Opposing settler colonialism and expressing solidarity with Palestine have become a key indicator of “radicalisation” in the UK.

The diversity industry

Despite helping reinforce white supremacist capitalist patriarchy in society by directly benefiting from the exploitation and inferiorisation of brown and black people around the world, L’Oreal – like other international companies – has tried to present itself as an inclusive, peaceful entity that celebrates diversity.

Khan and Bergdorf’s statements had to be cast aside and demonised as extreme and destructive to the vision of unity because they had dared to contextualise oppression, and therefore held a mirror up at L’Oreal and the industry at large exposing their silence, inaction and complicity. These women of colour went beyond what the company’s agenda allowed them to say and do, so they were disciplined for it.

Bell Hooks put it best when she stated, “When liberal whites fail to understand how they can and/or do embody white supremacist values and beliefs even though they may not embrace racism as prejudice or domination, they cannot recognize the ways their actions support and affirm the very structure of racist domination and oppression that they wish to see eradicated.”

The diversity industry is used to control and redefine the experiences of people of colour so that we don’t point to institutional oppression, imperialist interventions and colonial legacies as the problem.

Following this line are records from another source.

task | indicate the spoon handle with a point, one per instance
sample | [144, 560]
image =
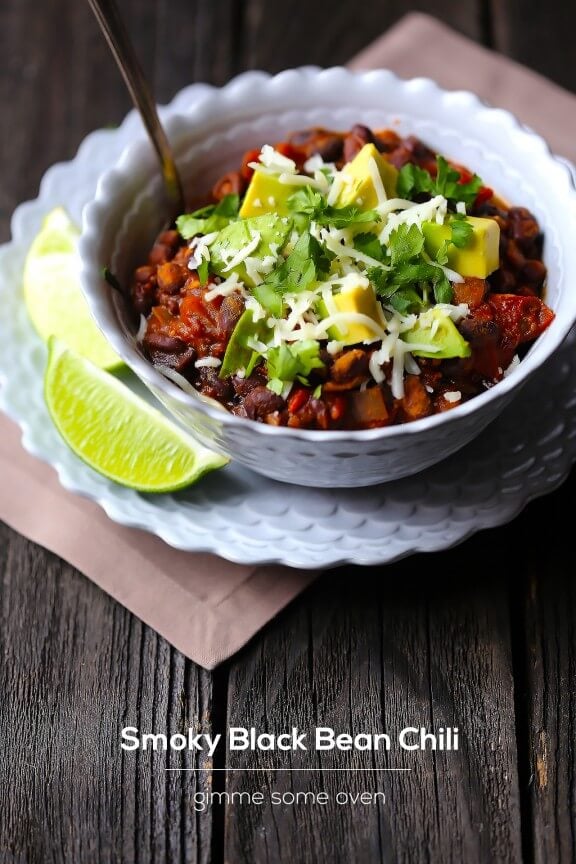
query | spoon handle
[114, 30]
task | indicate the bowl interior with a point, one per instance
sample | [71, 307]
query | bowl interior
[205, 153]
[255, 109]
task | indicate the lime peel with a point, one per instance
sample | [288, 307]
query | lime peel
[115, 432]
[53, 295]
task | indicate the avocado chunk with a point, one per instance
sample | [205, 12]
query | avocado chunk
[356, 297]
[481, 255]
[359, 187]
[436, 329]
[266, 194]
[238, 354]
[273, 231]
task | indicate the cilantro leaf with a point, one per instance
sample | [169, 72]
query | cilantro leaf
[414, 181]
[370, 245]
[294, 362]
[343, 217]
[202, 271]
[314, 205]
[307, 261]
[307, 200]
[214, 217]
[405, 284]
[405, 243]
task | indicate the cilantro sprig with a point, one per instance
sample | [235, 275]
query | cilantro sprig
[293, 362]
[414, 181]
[214, 217]
[307, 262]
[412, 275]
[314, 205]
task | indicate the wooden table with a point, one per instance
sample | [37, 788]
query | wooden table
[486, 644]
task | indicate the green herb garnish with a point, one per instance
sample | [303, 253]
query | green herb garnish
[414, 181]
[293, 362]
[214, 217]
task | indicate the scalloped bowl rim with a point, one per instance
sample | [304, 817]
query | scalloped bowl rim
[137, 150]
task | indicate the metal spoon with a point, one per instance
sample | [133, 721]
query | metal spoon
[114, 30]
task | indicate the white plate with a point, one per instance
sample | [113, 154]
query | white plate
[246, 518]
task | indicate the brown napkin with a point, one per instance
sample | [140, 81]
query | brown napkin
[207, 607]
[421, 46]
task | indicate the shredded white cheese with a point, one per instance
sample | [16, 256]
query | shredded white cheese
[245, 252]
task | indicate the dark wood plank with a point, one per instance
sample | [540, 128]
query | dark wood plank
[300, 32]
[59, 82]
[76, 668]
[414, 644]
[548, 705]
[539, 34]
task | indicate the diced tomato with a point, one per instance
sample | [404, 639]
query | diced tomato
[521, 318]
[337, 407]
[298, 400]
[471, 291]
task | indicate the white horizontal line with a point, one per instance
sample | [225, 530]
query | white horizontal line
[355, 770]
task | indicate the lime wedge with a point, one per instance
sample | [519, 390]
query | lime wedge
[117, 433]
[53, 295]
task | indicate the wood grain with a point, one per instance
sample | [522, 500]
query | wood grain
[382, 650]
[479, 637]
[547, 711]
[76, 668]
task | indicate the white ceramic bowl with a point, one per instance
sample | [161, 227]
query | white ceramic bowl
[120, 224]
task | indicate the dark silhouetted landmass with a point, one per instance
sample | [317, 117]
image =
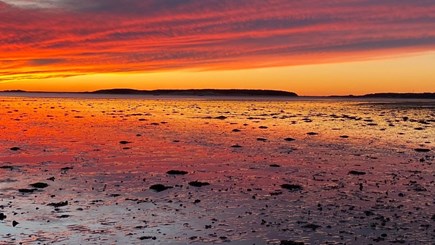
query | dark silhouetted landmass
[392, 96]
[200, 92]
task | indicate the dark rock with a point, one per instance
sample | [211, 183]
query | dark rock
[421, 150]
[159, 187]
[24, 190]
[8, 167]
[292, 187]
[355, 172]
[65, 169]
[39, 185]
[58, 204]
[198, 183]
[147, 238]
[177, 172]
[312, 226]
[289, 242]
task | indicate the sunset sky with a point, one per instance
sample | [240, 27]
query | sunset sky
[311, 47]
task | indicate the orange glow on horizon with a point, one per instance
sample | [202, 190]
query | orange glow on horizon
[311, 48]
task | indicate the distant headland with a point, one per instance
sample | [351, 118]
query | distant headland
[183, 92]
[233, 93]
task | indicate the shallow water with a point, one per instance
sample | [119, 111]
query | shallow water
[239, 147]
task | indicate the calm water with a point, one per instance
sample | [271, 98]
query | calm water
[358, 174]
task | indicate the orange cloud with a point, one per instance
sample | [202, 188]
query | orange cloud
[68, 38]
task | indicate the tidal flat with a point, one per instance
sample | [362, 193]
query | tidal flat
[172, 170]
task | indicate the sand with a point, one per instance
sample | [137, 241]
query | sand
[151, 170]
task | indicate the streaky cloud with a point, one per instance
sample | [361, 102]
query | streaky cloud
[65, 37]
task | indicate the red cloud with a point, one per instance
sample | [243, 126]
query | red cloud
[79, 37]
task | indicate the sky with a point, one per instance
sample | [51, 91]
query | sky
[311, 47]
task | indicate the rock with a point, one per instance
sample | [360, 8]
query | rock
[39, 185]
[58, 204]
[24, 190]
[312, 226]
[355, 172]
[159, 187]
[147, 238]
[421, 150]
[198, 183]
[292, 187]
[177, 172]
[289, 242]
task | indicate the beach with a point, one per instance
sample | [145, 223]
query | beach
[191, 170]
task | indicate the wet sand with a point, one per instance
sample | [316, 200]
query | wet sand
[177, 171]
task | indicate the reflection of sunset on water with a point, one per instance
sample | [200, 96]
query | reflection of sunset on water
[360, 160]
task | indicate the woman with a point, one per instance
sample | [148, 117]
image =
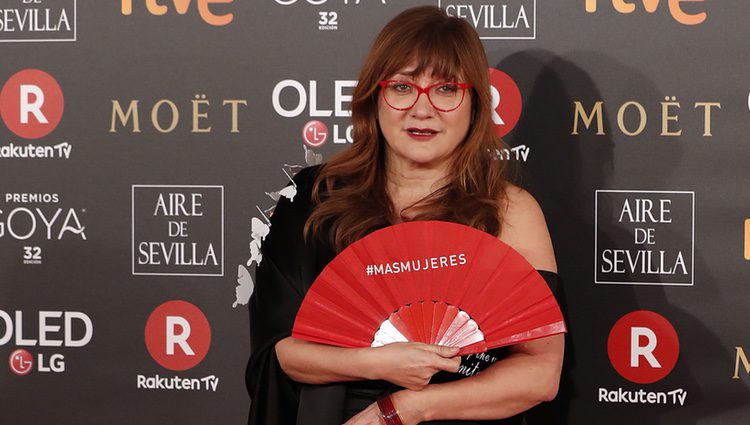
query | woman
[424, 148]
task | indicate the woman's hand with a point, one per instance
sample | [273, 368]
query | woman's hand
[412, 364]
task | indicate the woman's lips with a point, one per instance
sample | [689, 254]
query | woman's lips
[421, 134]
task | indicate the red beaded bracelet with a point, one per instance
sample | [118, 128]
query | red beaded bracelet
[388, 411]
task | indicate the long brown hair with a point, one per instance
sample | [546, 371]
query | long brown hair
[350, 190]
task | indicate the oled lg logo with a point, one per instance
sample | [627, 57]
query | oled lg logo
[291, 98]
[675, 9]
[31, 106]
[205, 9]
[643, 348]
[70, 329]
[178, 337]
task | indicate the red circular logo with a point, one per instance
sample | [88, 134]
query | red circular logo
[315, 133]
[643, 347]
[506, 102]
[21, 362]
[178, 335]
[31, 103]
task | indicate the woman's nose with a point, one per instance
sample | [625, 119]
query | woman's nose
[423, 108]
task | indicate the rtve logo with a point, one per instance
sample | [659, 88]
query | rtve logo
[31, 103]
[675, 9]
[643, 347]
[182, 6]
[178, 335]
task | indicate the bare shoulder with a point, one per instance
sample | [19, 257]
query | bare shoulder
[525, 229]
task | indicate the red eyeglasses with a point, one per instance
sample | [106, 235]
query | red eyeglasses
[403, 95]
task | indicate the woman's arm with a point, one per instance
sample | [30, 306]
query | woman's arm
[409, 365]
[527, 377]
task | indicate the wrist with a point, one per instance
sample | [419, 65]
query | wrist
[411, 406]
[368, 364]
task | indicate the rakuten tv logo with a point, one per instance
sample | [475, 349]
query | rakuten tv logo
[31, 103]
[506, 102]
[178, 335]
[643, 347]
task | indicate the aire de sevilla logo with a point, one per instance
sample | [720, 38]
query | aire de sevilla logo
[178, 335]
[506, 102]
[643, 347]
[31, 103]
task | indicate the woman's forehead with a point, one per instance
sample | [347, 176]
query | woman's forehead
[413, 71]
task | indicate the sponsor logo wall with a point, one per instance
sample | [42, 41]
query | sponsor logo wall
[144, 145]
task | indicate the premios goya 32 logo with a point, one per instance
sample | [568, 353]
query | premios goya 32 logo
[33, 220]
[178, 230]
[43, 350]
[327, 12]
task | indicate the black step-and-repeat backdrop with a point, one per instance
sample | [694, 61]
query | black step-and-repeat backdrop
[144, 143]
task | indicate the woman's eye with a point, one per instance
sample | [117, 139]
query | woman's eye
[448, 88]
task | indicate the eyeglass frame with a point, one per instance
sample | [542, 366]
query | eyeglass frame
[426, 91]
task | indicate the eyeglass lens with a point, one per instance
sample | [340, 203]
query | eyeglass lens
[444, 96]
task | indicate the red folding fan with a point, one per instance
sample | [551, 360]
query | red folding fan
[428, 281]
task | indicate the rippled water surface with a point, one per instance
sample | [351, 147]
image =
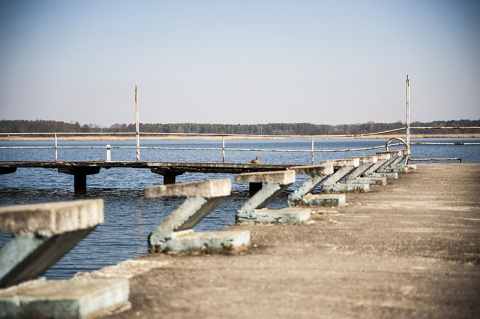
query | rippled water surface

It is used to suppress critical activity and accountability-seeking and support a space of superficial subjectivity to dictate the solutions to the problem of inequality.

The message of companies like L’Oreal is clear: be beautiful, sell products, and stay silent. Khan and Bergdorf – or Colin Kaepernick in the world of sports for that matter – thought otherwise.

They shouldn’t back down. The struggle starts with refusal to conform. Then goes on with fighting back.

The views expressed in this article are the author’s own and do not necessarily reflect Al Jazeera’s editorial stance.